Bursa efek Nigeria (NGX) kehilangan kapitalisasi pasar hingga 3,64 triliun naira atau setara Rp 34 triliun dalam sehari setelah aksi jual besar-besaran melanda saham-saham semen dan unggulan, Rabu (12/2). Indeks utama NGX ambruk 2,35%, menghentikan reli dua hari berturut-turut yang sebelumnya berhasil dibukukan.
Indeks All-Share NGX terkoreksi 5.668,65 basis poin ke level 235.074,54, sementara kapitalisasi pasar menyusut dari Rp 1.450 triliun menjadi Rp 1.416 triliun. Volume transaksi harian juga merosot 13,6%, dengan nilai transaksi anjlok 46,81% menjadi hanya 20,93 miliar naira. Sebanyak 488,08 juta unit saham berpindah tangan dalam 46.239 deal sepanjang hari.
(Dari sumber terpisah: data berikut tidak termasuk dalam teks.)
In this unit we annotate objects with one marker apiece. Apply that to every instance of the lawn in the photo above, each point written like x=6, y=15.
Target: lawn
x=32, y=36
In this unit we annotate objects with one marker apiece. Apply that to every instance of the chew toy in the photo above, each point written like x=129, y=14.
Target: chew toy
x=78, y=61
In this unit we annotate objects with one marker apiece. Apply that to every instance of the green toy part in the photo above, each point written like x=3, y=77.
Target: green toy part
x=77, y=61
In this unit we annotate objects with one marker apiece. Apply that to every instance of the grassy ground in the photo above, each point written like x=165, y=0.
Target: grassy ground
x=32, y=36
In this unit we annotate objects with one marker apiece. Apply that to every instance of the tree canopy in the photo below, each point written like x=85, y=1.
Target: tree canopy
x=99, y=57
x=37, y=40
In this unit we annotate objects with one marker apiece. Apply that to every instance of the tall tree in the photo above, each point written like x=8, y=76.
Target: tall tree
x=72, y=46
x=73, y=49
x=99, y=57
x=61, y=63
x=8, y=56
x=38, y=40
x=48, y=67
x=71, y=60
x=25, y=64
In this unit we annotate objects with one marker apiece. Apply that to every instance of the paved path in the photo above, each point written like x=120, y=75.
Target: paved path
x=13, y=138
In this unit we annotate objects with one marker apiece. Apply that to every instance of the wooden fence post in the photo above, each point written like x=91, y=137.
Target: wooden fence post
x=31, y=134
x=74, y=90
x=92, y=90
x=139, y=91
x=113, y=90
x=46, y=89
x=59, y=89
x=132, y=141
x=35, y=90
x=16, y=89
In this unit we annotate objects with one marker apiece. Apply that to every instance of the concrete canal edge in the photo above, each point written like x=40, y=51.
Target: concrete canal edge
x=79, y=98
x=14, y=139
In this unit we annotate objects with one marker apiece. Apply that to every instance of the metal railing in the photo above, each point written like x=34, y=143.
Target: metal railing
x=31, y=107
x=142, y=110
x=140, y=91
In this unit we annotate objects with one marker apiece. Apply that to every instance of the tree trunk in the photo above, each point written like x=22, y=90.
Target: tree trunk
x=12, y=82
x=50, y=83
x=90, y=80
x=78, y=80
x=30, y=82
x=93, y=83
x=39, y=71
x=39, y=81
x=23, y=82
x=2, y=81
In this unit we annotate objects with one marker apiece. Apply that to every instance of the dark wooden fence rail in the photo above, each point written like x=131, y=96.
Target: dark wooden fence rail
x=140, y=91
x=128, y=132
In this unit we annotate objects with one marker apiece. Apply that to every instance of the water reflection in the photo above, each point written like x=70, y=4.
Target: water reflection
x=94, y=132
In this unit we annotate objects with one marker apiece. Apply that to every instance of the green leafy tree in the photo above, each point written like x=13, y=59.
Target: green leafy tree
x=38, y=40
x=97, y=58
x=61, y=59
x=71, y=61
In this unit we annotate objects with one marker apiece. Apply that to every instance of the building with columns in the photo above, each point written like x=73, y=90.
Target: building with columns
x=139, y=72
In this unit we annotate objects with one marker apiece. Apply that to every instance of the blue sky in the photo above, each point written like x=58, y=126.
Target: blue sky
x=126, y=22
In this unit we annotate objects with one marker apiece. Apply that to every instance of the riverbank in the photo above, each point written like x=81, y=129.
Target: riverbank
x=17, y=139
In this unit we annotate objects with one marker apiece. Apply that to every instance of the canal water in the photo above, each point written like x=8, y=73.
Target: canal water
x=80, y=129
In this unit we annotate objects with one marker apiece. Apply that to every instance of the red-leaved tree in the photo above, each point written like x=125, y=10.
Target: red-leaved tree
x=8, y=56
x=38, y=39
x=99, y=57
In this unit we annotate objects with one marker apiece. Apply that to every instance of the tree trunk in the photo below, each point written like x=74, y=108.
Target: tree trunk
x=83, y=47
Tekanan jual terfokus pada saham-saham semen raksasa. Dangote Cement dan BUA Cement sama-sama ambrol 10%, menjadikannya pemimpin kerugian di papan utama. Geregu Power yang sebelumnya menjadi saham paling aktif berdasarkan nilai transaksi juga ikut tertekan 10%. Secara keseluruhan, 38 saham ditutup di zona merah, berbanding hanya 16 saham yang menguat.
Koreksi ini dipicu oleh aksi ambil untung (profit taking) yang masif di saham-saham berkapitalisasi menengah dan besar. Para analis menilai bahwa setelah reli dua hari sebelumnya, investor memilih merealisasikan keuntungan di tengah ketidakpastian suku bunga dan tekanan inflasi di Nigeria. Sektor barang industri menjadi yang paling terpukul dengan pelemahan 8,31%, disusul sektor asuransi (-0,97%), perbankan (-0,71%), barang konsumen (-0,29%), dan migas (-0,11%).
Di sisi lain, beberapa saham justru mencatatkan penguatan. Sky Aviation memimpin daftar penguat dengan kenaikan 9,92%, diikuti Intense Insurance (9,66%), Tantalizer (6,98%), dan Omatek (5,70%). Namun, jumlah saham yang turun lebih dari dua kali lipat dibandingkan yang naik, menandakan sentimen pasar yang masih rapuh.
Bagi investor Indonesia, peristiwa ini menjadi pengingat akan risiko konsentrasi di sektor komoditas dan ketergantungan pada saham-saham besar. Bursa Efek Indonesia (BEI) pun pernah mengalami fenomena serupa saat saham-saham batu bara dan sawit ambruk akibat aksi jual asing. Koreksi di Nigeria juga mencerminkan bagaimana tekanan di negara berkembang dapat menyebar dengan cepat, terutama ketika investor asing memilih keluar dari pasar.
Ke depan, pelaku pasar akan mencermati data inflasi Nigeria yang akan dirilis pekan depan serta kebijakan suku bunga bank sentral. Jika tekanan jual berlanjut, indeks NGX berpotensi menguji level support 230.000. Pertanyaannya, akankah investor kembali masuk setelah koreksi ini, atau justru terjadi aksi jual lanjutan?